Traduzido directamente do húngaro,
Divórcio em Buda (1935) chegou agora à edição portuguesa. Márai nunca escreveu senão na língua natal, e só depois de dar um tiro na cabeça, semanas antes da queda do muro de Berlim, é que o mundo de língua inglesa descobriu (as primeiras traduções são de 2001) um autor que se mede com Kafka e Musil.
Conceitos como os de patriotismo, honra e lealdade são traves-mestras da obra deste
déraciné que escreveu sempre ao arrepio do ar do tempo. Vindo de outro tempo, é desse tempo que faz eco. Associamos com facilidade a sua pessoa à figura austera do juiz Kristóf Komives, alguém «
a quem se poderia confiar a tradição [...] os segredos práticos da judicatura, o seu espírito.» As memórias coligidas em
Confissões de um Burguês (1934) dão a medida do desacerto de Márai com a evolução social e política da Europa Central. Os romances, e este em particular, acentuam essa linha de fractura.
Sem nunca carregar no traço, o autor faz o retrato subtil dos que sobreviveram ao desmoronamento da Hungria. Homens e mulheres insatisfeitos com as novas fronteiras, hábitos novos, a terra perdida da Transilvânia. A estrutura do livro lembra
Vinte e quatro horas na vida de uma mulher (1927), romance de Stefan Zweig, pois, também aqui, o essencial da intriga é decidido no lapso de uma noite.

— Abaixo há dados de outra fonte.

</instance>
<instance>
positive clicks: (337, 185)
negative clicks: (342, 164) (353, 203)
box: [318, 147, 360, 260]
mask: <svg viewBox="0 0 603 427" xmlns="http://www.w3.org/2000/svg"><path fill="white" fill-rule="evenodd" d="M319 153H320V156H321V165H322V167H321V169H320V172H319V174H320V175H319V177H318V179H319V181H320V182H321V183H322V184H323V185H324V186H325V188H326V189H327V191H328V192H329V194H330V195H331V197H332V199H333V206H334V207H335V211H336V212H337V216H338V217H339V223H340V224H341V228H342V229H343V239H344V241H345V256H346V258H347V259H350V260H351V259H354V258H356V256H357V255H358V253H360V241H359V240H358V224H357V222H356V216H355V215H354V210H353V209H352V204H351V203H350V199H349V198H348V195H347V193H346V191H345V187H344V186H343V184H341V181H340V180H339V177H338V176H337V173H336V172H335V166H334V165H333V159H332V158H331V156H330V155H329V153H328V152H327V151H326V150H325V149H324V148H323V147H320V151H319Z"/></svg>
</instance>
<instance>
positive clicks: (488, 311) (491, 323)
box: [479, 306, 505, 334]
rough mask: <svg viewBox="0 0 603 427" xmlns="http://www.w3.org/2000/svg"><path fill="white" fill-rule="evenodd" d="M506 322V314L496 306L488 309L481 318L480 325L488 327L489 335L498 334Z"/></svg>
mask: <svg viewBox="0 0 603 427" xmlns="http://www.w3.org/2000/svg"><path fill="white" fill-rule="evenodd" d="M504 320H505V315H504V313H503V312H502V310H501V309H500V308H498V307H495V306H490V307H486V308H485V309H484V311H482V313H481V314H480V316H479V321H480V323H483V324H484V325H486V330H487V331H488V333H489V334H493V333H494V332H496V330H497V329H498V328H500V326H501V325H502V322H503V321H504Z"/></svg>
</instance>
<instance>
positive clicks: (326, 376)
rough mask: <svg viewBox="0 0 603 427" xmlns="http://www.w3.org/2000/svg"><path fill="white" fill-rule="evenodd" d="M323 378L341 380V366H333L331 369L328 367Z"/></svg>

Com a Europa prestes a desabar, Komives e Hertha sentem-se protegidos pela campânula da respeitabilidade: «
Ambos pertenciam à mesma classe social, tinham sido educados nos mesmos preceitos e normas, pegavam na faca e no garfo da mesma maneira...» Ali no bairro do Castelo, «
o sumo do requinte», descendentes de famílias nobres sem recursos («
funcionários de nome sonante em quartos alugados») cruzam-se com escritores, artistas e os novos-ricos de segunda geração que ocupam as casas da colina. Denominador comum: todos emulam «
as excentricidades e o estilo de vida dos inquilinos dos palacetes.»
Um
déjà vu ilumina a intriga: lendo a carta em que o advogado a informa dos trâmites do divórcio, uma mulher (Anna) reconhece o nome do juiz (Komives) que ditará a sentença. Lembra-se: viu esse homem uma vez, num baile: «
foi como um terramoto, como se terra e céu se abrissem», um encontro para a vida. Passaram dez anos e três meses. Imre Greiner, o médico que foi seu marido durante oito anos, fica a saber que ela não esqueceu. Agora interpela Komives: pensava em Anna quando estava («
quero dizer, fisicamente») com Hertha? Komives não responde. Por que carga de água será o juiz o responsável pelo suicídio de Anna?
Déjà vu fatal, in
Ípsilon, 19-11-2010, pp. 33-34. Quatro estrelas.